Voilà ce dont sont contemporains des films comme Antebellum et Candyman qui s'inscrivent dans le champ d'une « black horror » qui aurait pour centre Jordan Peele, auteur de Get Out (2017) et Us (2019) qui a écrit et produit le second film comme il aurait pu tout à fait le faire avec le premier (on s'étonne de lire encore tous les articles qui citent Jordan Peele en producteur d'Antebellum alors qu'un site aussi documenté qu'IMDB ne le mentionne pas). L'énorme succès commercial de Get Out et la polémique identifiée par le hashtag #OscarsSoWhite ont poussé Hollywood à réviser les normes raciales balisant le champ des représentations du cinéma de genre. C'est d'ailleurs l'enjeu de l'ambitieux projet médiatique initié par Jordan Peele depuis quasiment dix ans maintenant, depuis ses premiers sketchs comiques avec Keegan-Michael Key intitulés Key & Peele (2012-2015) jusqu'à la production de séries télévisées comme La Quatrième Dimension (2019) et Lovecraft Country (2020). Le fan du cinéma d'horreur qu'est Jordan Peele a un jour découvert que son genre préféré repose malgré quelques exceptions fondamentalement sur la scotomisation de la question raciale. Le cinéma d'horreur est un cinéma blanc de chez blanc alors même que s'il y a un groupe social ayant connu l'horreur aux États-Unis, ce sont bien les afro-américains parce qu'il sont les descendants d'esclaves et du ségrégationnisme, et parce qu'ils sont aujourd'hui victimes d'un racisme systémique dont le gardiennage est assuré par les forces de police.

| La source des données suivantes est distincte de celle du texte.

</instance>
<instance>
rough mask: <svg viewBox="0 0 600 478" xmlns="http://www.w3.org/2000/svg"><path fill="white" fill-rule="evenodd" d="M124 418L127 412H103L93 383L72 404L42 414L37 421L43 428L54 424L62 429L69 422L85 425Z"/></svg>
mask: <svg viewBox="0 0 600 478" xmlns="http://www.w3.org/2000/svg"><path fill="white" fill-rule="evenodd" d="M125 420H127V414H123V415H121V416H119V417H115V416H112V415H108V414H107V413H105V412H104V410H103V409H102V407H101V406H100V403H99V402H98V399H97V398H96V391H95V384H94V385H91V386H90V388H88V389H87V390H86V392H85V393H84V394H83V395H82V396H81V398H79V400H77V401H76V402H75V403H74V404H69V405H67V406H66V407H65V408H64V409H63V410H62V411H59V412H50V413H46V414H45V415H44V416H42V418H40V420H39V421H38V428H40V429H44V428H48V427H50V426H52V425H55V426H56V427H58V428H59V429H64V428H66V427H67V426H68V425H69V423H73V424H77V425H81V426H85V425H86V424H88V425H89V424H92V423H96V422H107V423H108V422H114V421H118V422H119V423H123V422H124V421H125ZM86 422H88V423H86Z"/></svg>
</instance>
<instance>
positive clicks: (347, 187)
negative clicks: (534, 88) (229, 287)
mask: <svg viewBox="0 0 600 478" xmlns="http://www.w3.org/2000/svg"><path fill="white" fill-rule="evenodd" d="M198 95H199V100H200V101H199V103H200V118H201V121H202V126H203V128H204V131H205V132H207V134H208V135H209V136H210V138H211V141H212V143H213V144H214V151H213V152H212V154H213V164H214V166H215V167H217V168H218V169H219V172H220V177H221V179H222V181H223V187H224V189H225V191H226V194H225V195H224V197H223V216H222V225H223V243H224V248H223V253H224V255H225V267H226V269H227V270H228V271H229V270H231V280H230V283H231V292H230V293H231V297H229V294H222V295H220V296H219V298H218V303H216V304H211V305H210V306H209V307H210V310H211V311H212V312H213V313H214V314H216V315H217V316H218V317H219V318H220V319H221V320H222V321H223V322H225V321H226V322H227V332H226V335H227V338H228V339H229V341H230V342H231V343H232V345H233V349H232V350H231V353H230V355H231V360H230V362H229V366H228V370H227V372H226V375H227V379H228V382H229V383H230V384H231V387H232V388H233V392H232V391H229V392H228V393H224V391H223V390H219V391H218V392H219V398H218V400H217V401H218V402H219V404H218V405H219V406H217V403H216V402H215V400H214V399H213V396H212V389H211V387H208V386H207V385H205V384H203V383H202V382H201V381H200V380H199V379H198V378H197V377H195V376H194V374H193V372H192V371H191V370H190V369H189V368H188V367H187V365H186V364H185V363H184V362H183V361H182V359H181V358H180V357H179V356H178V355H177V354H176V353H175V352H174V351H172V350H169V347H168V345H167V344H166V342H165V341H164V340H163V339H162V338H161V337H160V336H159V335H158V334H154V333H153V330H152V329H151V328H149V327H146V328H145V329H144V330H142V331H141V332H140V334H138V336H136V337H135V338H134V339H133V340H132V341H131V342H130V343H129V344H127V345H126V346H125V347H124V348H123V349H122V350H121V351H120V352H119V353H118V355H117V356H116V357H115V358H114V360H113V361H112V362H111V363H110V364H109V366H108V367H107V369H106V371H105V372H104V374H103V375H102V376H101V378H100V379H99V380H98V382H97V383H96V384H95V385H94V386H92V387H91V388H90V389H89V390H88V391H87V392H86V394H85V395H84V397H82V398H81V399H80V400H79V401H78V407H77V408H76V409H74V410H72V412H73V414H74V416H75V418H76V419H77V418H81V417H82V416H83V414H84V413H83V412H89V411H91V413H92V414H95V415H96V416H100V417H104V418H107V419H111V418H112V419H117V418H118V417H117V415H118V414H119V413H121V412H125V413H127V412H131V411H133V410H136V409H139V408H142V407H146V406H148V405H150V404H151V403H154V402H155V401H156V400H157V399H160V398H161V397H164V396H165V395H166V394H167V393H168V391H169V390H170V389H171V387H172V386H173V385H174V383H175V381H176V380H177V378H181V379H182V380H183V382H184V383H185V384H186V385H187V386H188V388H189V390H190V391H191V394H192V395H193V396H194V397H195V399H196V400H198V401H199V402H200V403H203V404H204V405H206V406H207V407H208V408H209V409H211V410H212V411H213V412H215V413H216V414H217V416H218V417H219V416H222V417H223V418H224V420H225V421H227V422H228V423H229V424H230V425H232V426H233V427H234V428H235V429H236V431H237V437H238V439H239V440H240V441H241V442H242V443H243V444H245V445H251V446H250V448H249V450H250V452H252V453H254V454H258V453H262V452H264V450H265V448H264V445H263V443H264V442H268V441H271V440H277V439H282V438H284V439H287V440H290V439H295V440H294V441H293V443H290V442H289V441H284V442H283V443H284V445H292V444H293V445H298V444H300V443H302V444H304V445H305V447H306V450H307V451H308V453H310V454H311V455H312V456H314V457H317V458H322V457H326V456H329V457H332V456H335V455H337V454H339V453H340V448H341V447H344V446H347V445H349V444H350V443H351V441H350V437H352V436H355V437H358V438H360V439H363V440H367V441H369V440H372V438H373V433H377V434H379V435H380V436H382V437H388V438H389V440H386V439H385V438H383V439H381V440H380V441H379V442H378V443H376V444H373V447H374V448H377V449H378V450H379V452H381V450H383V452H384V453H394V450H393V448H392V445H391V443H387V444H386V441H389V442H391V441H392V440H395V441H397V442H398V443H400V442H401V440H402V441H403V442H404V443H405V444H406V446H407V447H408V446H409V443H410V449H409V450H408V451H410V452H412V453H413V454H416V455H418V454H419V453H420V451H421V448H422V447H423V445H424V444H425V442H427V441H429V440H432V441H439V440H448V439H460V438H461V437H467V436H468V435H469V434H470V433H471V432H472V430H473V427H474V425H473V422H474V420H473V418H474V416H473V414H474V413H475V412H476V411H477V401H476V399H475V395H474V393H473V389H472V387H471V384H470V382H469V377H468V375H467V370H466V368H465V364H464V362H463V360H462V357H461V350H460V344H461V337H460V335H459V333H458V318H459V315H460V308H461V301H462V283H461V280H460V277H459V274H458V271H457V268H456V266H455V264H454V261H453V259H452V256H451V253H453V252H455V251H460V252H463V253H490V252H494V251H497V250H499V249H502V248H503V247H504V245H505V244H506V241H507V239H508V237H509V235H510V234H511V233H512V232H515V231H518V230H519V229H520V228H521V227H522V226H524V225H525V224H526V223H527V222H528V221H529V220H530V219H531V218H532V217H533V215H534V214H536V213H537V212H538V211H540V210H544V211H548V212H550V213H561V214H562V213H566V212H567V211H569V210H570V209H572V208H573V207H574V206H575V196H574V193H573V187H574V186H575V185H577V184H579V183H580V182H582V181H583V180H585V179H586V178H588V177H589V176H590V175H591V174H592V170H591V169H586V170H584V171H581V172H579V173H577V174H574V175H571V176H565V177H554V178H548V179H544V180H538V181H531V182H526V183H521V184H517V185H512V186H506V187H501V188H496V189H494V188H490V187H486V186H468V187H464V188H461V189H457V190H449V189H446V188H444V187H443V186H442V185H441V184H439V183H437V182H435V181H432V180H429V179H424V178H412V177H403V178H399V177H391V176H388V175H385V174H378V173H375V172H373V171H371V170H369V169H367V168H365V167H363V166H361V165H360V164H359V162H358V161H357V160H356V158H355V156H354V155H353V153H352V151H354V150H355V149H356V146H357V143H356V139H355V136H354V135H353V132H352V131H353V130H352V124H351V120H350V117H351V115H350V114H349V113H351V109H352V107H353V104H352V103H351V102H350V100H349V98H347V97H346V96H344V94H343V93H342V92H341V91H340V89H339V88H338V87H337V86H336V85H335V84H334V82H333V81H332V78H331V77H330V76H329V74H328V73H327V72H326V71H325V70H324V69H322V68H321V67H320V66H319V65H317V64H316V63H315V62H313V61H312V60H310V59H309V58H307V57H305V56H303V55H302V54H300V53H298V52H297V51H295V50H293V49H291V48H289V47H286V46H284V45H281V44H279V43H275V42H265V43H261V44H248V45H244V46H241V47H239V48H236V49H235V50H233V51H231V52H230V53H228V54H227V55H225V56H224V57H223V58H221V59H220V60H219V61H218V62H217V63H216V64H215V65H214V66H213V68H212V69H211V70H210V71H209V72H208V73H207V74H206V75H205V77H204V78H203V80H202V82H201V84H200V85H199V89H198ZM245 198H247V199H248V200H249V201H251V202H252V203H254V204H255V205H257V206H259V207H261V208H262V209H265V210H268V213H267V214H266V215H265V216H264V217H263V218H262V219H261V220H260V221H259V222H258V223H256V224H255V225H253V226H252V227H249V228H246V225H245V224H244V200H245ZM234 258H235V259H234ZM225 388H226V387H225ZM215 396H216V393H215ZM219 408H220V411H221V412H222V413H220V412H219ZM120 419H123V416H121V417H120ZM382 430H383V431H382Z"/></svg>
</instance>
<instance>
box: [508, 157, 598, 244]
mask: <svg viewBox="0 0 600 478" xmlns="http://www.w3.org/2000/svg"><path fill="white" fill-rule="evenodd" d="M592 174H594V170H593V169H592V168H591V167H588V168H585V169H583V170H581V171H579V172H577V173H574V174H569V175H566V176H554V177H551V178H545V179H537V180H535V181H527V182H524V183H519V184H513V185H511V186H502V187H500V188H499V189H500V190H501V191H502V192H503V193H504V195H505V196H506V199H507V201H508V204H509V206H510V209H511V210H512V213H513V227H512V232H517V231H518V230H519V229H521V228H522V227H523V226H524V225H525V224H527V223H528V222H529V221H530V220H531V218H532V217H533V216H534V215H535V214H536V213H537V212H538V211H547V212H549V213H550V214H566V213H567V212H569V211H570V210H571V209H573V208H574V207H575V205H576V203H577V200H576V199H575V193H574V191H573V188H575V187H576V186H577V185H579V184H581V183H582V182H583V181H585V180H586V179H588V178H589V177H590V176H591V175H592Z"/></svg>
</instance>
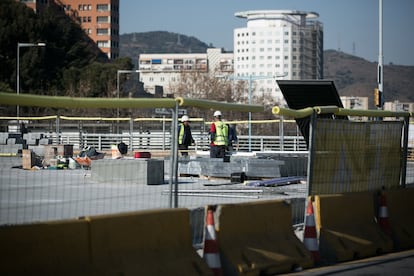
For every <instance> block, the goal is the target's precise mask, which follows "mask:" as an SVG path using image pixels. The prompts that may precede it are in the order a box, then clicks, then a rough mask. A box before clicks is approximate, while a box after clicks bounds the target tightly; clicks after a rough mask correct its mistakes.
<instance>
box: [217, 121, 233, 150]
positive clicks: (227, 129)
mask: <svg viewBox="0 0 414 276" xmlns="http://www.w3.org/2000/svg"><path fill="white" fill-rule="evenodd" d="M214 124H215V125H216V137H215V138H214V144H215V145H216V146H227V143H228V136H229V127H228V125H227V124H225V123H223V122H222V121H217V122H214Z"/></svg>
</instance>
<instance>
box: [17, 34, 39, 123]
mask: <svg viewBox="0 0 414 276" xmlns="http://www.w3.org/2000/svg"><path fill="white" fill-rule="evenodd" d="M45 46H46V43H43V42H39V43H21V42H17V80H16V93H17V95H19V94H20V47H45ZM19 111H20V107H19V105H18V106H17V111H16V112H17V117H19Z"/></svg>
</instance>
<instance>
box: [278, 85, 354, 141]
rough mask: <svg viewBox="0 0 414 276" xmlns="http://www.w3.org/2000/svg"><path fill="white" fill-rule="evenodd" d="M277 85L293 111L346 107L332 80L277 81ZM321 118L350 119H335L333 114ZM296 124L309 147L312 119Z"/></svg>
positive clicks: (343, 116) (324, 114) (309, 117)
mask: <svg viewBox="0 0 414 276" xmlns="http://www.w3.org/2000/svg"><path fill="white" fill-rule="evenodd" d="M277 84H278V85H279V88H280V90H281V91H282V94H283V97H284V98H285V100H286V103H287V105H288V107H289V108H291V109H302V108H306V107H314V106H329V105H330V106H332V105H334V106H338V107H344V106H343V105H342V101H341V98H340V97H339V94H338V91H337V90H336V87H335V84H334V82H333V81H332V80H277ZM319 117H322V118H332V119H334V118H336V119H348V118H347V117H346V116H336V117H335V116H334V115H333V114H323V115H320V116H319ZM296 123H297V124H298V126H299V129H300V131H301V133H302V135H303V137H304V138H305V141H306V144H307V145H308V146H309V124H310V117H306V118H301V119H296Z"/></svg>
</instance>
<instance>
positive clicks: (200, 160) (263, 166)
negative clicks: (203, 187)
mask: <svg viewBox="0 0 414 276" xmlns="http://www.w3.org/2000/svg"><path fill="white" fill-rule="evenodd" d="M284 164H285V161H281V160H272V159H259V158H252V157H231V159H230V162H224V160H223V159H222V158H205V157H204V158H203V157H200V158H196V159H185V160H184V159H183V160H181V161H180V162H179V165H178V172H179V174H188V175H200V176H212V177H225V178H228V177H230V176H231V174H232V173H239V172H244V173H245V174H246V176H248V177H252V178H275V177H281V176H282V175H281V172H280V168H281V167H282V166H283V165H284Z"/></svg>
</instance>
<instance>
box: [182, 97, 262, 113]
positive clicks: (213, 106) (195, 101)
mask: <svg viewBox="0 0 414 276" xmlns="http://www.w3.org/2000/svg"><path fill="white" fill-rule="evenodd" d="M176 100H177V102H178V105H179V106H191V107H198V108H204V109H220V110H231V111H241V112H263V111H264V106H262V105H255V104H240V103H226V102H218V101H211V100H200V99H188V98H181V97H178V98H176Z"/></svg>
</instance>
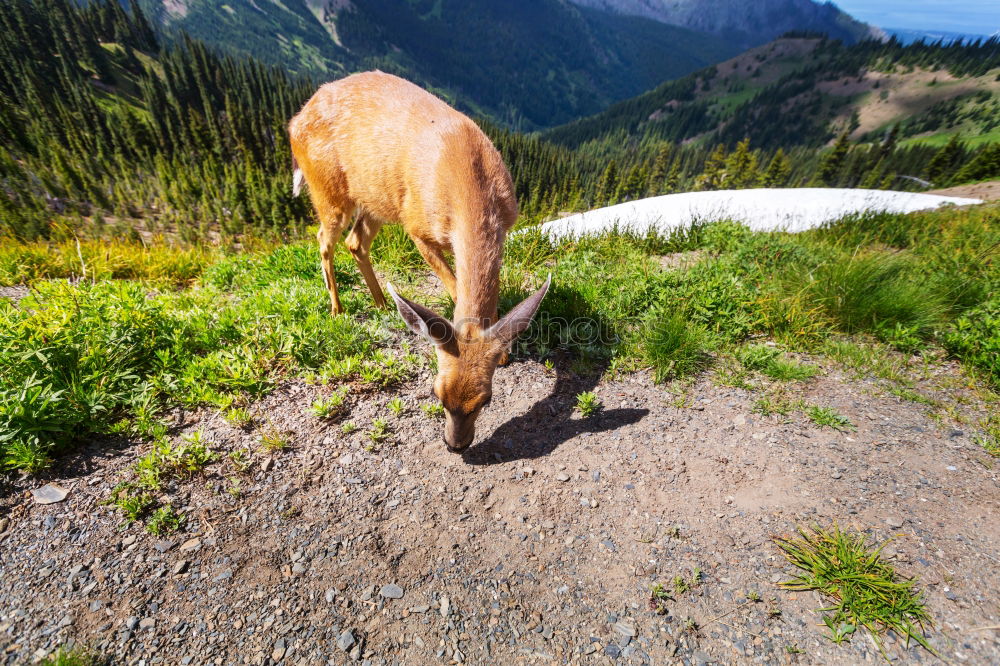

La « blanchité » du cinéma d'horreur est l'horreur que le genre n'aurait jamais eu de cesse de refouler sinon forclore. C'est l'intuition au cœur de Get Out en assurant au film sa force réelle mais quand l'intuition instruit depuis le vaste programme d'une révision généralisée du genre horrifique, la fonction critique distribue ses jugements correctifs avec la jouissance perverse du maître sévère qui voit la faute partout. Chez les blancs qui profitent consciemment ou non du profit à se situer du bon côté du manche racial comme chez les noirs qui ont tendance à l'oublier en s'embourgeoisant. Si la révision contestant des faits établis est caractéristique de la démarche historique depuis au moins Auguste Comte, le révisionnisme appliqué à un genre cinématographique particulier peut cependant déboucher sur des justifications morales erronées quand elles sont celles du pire.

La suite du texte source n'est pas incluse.